At a press conference this afternoon characterized by relief and jubilation, Mayor Gavin Newsom, representatives from the city agencies responsible for San Francisco’s streets, and bicycle advocates celebrated the MTA’s adoption of the Bike Plan and the legislation of the first 45 of the 56 priority bike-lane projects. Mayor Newsom seemed as thrilled as the bike advocates that much of the details for moving the legal process forward had been surmounted with last night’s Planning Commission’s certification of the Bike Plan EIR and the MTA Board’s unanimous vote of approval today.
"We’ve delayed the inevitable and it’s cost us a lot of money and time," said Mayor Newsom. "I’m just looking forward to finally moving beyond this and building
some partnerships and not going back to the days where we were pointing
fingers and we were divided."
Flexing his recall of statistics, Newsom proceeded to inventory some of the benefits of cycling:
Already 6% of our commuters are bicyclists; that’s more than any other city in America. We know when we add a bike lane we see about a 50% increase in use. Fifty-four percent of greenhouse gases are transportation related, the tailpipes of these cars you see behind you. Even those of us who are not bicyclists will get the benefit of this because of the air we breathe and the benefit of the example that we will leave to our children to get more physically active as well and to look at bicycling not just as recreating but as a pragmatic way of getting to and from places of work, to and from places we need to go.
San Francisco Bicycle Coalition Executive Director Leah Shahum said she had never been more proud than today to have her job, representing over 10,000 members and more than 100,000 regular city cyclists.
"I believe yesterday’s debate used to be framed in terms of bicyclists versus drivers, two wheels versus four," said Shahum. "We are over that. Today’s debate is about how do we do everything we can for the environment, for public health, for accessibility, for affordability for all San Franciscans. Bicycling plays a vital role in that and today you saw your city leaders choose that path, choose sustainability."
The SFBC had organized more than 200 people to voice support for the Bike Plan at the MTA Board Meeting, so many in fact that the City Hall South Light Court was used as overflow while people waited in line to get into the MTA Board chambers upstairs in Room 400.
"This morning we had 200 people lined up here to speak, 200 people supporting this Bike Plan and giving public comment, taking the morning off from work," said Shahum. "We had over 150 businesses and community organizations write letters of support for the bike plan and literally thousands of people take time out to send letters in to support the Bike Plan. It is a new day."
After last night’s Planning Commission vote to certify the EIR, a mandatory 20-day appeals process was triggered and must be finished before the Board of Supervisors can schedule a hearing on the bike plan, which they can do no sooner than ten days after the appeals process has finished. By all accounts, the earliest anyone assumes the bike injunction can be lifted is mid-August, though it could be as late as September.
Mayor Newsom promised that even if it takes until September to lift the injunction, the city was committed to moving expeditiously.

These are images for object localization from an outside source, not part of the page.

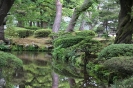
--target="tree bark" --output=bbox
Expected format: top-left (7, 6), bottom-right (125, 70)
top-left (52, 0), bottom-right (62, 88)
top-left (52, 72), bottom-right (59, 88)
top-left (52, 0), bottom-right (62, 33)
top-left (79, 12), bottom-right (86, 31)
top-left (114, 0), bottom-right (133, 44)
top-left (0, 0), bottom-right (15, 26)
top-left (68, 78), bottom-right (76, 88)
top-left (0, 25), bottom-right (4, 40)
top-left (41, 21), bottom-right (48, 28)
top-left (66, 0), bottom-right (95, 32)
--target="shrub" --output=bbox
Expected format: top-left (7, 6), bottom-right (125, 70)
top-left (98, 44), bottom-right (133, 60)
top-left (114, 76), bottom-right (133, 88)
top-left (53, 36), bottom-right (85, 48)
top-left (75, 30), bottom-right (96, 37)
top-left (16, 29), bottom-right (34, 38)
top-left (5, 26), bottom-right (18, 38)
top-left (104, 56), bottom-right (133, 74)
top-left (34, 29), bottom-right (51, 38)
top-left (25, 26), bottom-right (40, 30)
top-left (0, 51), bottom-right (23, 87)
top-left (0, 51), bottom-right (23, 68)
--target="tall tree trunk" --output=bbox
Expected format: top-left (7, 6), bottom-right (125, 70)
top-left (114, 0), bottom-right (133, 44)
top-left (79, 20), bottom-right (86, 31)
top-left (79, 12), bottom-right (86, 31)
top-left (37, 21), bottom-right (40, 27)
top-left (0, 25), bottom-right (4, 41)
top-left (52, 0), bottom-right (62, 88)
top-left (41, 21), bottom-right (48, 28)
top-left (17, 21), bottom-right (24, 27)
top-left (66, 0), bottom-right (95, 32)
top-left (52, 71), bottom-right (59, 88)
top-left (0, 0), bottom-right (14, 43)
top-left (68, 78), bottom-right (76, 88)
top-left (52, 0), bottom-right (62, 33)
top-left (0, 0), bottom-right (15, 25)
top-left (29, 21), bottom-right (32, 27)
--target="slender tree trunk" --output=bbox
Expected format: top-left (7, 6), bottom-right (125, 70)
top-left (68, 78), bottom-right (76, 88)
top-left (17, 21), bottom-right (24, 27)
top-left (0, 25), bottom-right (4, 40)
top-left (114, 0), bottom-right (133, 44)
top-left (52, 0), bottom-right (62, 88)
top-left (0, 0), bottom-right (15, 25)
top-left (41, 21), bottom-right (48, 28)
top-left (52, 0), bottom-right (62, 33)
top-left (66, 0), bottom-right (95, 32)
top-left (79, 12), bottom-right (86, 31)
top-left (79, 20), bottom-right (86, 31)
top-left (52, 72), bottom-right (59, 88)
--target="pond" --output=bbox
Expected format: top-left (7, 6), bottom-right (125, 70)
top-left (10, 51), bottom-right (101, 88)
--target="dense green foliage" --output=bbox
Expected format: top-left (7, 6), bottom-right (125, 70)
top-left (0, 51), bottom-right (23, 88)
top-left (52, 31), bottom-right (101, 80)
top-left (16, 28), bottom-right (34, 38)
top-left (54, 36), bottom-right (84, 48)
top-left (104, 56), bottom-right (133, 75)
top-left (75, 30), bottom-right (96, 37)
top-left (5, 27), bottom-right (34, 38)
top-left (98, 44), bottom-right (133, 60)
top-left (34, 29), bottom-right (51, 38)
top-left (0, 51), bottom-right (23, 68)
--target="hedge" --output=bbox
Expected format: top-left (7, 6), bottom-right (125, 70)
top-left (75, 30), bottom-right (96, 37)
top-left (53, 36), bottom-right (85, 48)
top-left (98, 44), bottom-right (133, 59)
top-left (16, 29), bottom-right (34, 38)
top-left (34, 29), bottom-right (51, 38)
top-left (104, 56), bottom-right (133, 74)
top-left (0, 51), bottom-right (23, 68)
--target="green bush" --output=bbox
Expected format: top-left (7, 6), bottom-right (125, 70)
top-left (53, 36), bottom-right (85, 48)
top-left (16, 29), bottom-right (34, 38)
top-left (0, 51), bottom-right (23, 87)
top-left (5, 26), bottom-right (18, 38)
top-left (34, 29), bottom-right (51, 38)
top-left (104, 56), bottom-right (133, 74)
top-left (0, 51), bottom-right (23, 68)
top-left (75, 30), bottom-right (96, 37)
top-left (98, 44), bottom-right (133, 60)
top-left (113, 76), bottom-right (133, 88)
top-left (25, 26), bottom-right (40, 30)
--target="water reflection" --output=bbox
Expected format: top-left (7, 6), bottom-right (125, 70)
top-left (11, 51), bottom-right (52, 88)
top-left (11, 51), bottom-right (100, 88)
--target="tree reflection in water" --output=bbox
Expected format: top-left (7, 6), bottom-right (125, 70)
top-left (11, 51), bottom-right (103, 88)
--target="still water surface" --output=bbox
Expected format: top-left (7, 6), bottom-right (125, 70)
top-left (11, 51), bottom-right (99, 88)
top-left (11, 51), bottom-right (74, 88)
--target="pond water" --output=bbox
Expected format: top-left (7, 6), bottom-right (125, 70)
top-left (10, 51), bottom-right (101, 88)
top-left (11, 52), bottom-right (74, 88)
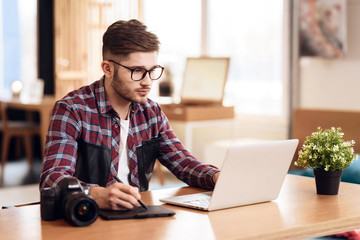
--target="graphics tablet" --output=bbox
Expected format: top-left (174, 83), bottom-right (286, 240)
top-left (99, 205), bottom-right (175, 220)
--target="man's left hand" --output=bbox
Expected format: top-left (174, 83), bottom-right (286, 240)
top-left (213, 172), bottom-right (220, 184)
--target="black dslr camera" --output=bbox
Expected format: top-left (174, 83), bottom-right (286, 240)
top-left (40, 177), bottom-right (98, 227)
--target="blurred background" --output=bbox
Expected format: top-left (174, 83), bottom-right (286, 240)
top-left (0, 0), bottom-right (359, 195)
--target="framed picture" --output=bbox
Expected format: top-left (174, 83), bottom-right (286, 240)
top-left (180, 57), bottom-right (230, 105)
top-left (299, 0), bottom-right (347, 58)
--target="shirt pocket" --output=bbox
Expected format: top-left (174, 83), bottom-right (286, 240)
top-left (136, 136), bottom-right (161, 191)
top-left (75, 140), bottom-right (112, 187)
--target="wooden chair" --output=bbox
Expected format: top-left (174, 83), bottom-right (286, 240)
top-left (0, 101), bottom-right (40, 182)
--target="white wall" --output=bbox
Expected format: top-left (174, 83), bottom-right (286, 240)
top-left (174, 0), bottom-right (360, 162)
top-left (299, 0), bottom-right (360, 111)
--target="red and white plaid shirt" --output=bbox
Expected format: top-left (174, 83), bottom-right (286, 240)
top-left (40, 77), bottom-right (218, 190)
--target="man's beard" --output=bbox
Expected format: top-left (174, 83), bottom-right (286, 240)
top-left (111, 69), bottom-right (149, 104)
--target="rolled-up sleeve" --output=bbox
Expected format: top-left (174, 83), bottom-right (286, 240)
top-left (40, 101), bottom-right (81, 190)
top-left (157, 110), bottom-right (219, 190)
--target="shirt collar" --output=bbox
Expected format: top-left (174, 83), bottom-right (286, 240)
top-left (96, 76), bottom-right (141, 115)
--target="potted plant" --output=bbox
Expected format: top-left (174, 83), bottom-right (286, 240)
top-left (295, 127), bottom-right (357, 195)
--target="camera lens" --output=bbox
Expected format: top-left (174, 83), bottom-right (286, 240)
top-left (64, 193), bottom-right (98, 227)
top-left (74, 200), bottom-right (96, 222)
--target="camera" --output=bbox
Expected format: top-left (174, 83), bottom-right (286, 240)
top-left (40, 177), bottom-right (98, 227)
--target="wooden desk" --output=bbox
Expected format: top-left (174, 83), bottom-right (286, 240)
top-left (2, 175), bottom-right (360, 240)
top-left (1, 96), bottom-right (56, 152)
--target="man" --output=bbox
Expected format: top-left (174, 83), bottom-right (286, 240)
top-left (40, 19), bottom-right (219, 210)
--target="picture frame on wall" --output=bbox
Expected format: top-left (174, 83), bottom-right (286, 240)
top-left (299, 0), bottom-right (347, 58)
top-left (180, 57), bottom-right (230, 105)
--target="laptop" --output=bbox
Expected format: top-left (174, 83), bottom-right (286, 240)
top-left (160, 139), bottom-right (299, 211)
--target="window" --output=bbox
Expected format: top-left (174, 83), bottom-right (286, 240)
top-left (208, 0), bottom-right (284, 116)
top-left (0, 0), bottom-right (37, 96)
top-left (142, 0), bottom-right (202, 100)
top-left (142, 0), bottom-right (287, 117)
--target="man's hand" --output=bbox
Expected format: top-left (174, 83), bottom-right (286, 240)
top-left (90, 183), bottom-right (141, 210)
top-left (213, 172), bottom-right (220, 184)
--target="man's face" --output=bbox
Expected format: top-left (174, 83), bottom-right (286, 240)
top-left (110, 51), bottom-right (158, 104)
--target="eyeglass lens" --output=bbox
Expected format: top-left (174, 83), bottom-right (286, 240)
top-left (132, 67), bottom-right (163, 81)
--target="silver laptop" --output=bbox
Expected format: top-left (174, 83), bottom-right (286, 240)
top-left (160, 139), bottom-right (299, 211)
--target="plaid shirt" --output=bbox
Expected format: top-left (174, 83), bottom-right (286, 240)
top-left (40, 78), bottom-right (219, 190)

"I think after August or September, you are going to see an extraordinary amount accomplished in an extraordinarily short time," he said. "We actually have the list, literally in the first couple weeks, the
first couple months of everything that we will accomplish. This is a
very prescriptive effort, we’re not just asserting that we will get
something done, we now have the timelines and the details to get there."
When it came time for Q&A, the very first question asked by a network television anchor was whether or not Newsom thought it ironic that with all the new bike lanes approved today, Critical Mass was still "running amok" this evening. Mayor Newsom chastised the reporter for her question, "Why do you have to ruin such a wonderful press conference?"
Then he added, "Critical Mass has become part of the fabric of our city. We had a hiccup a couple years ago where some people got into an altercation–that can’t happen, that’s unacceptable. But I think we’ve successfully moved past that in the last few years and I’m hopeful that we can continue in that spirit, to keep people safe to allow for Critical Mass to move forward with people being sensitive to other people’s needs. I’m hoping everyone is responsible, respectful, and safe tonight and every Friday at the end of every month."
Looking forward, Mayor Newsom made clear that any city that pretended to call itself green, any city that hoped to fulfill its Transit-First mission, had to embrace the bicycle.
"I do believe at the end of the day, in a world that we’re living in, it’s competitive cities that have attributes of sustainability that will be the most vibrant and successful cities into the future. So this is part of being a world-class city."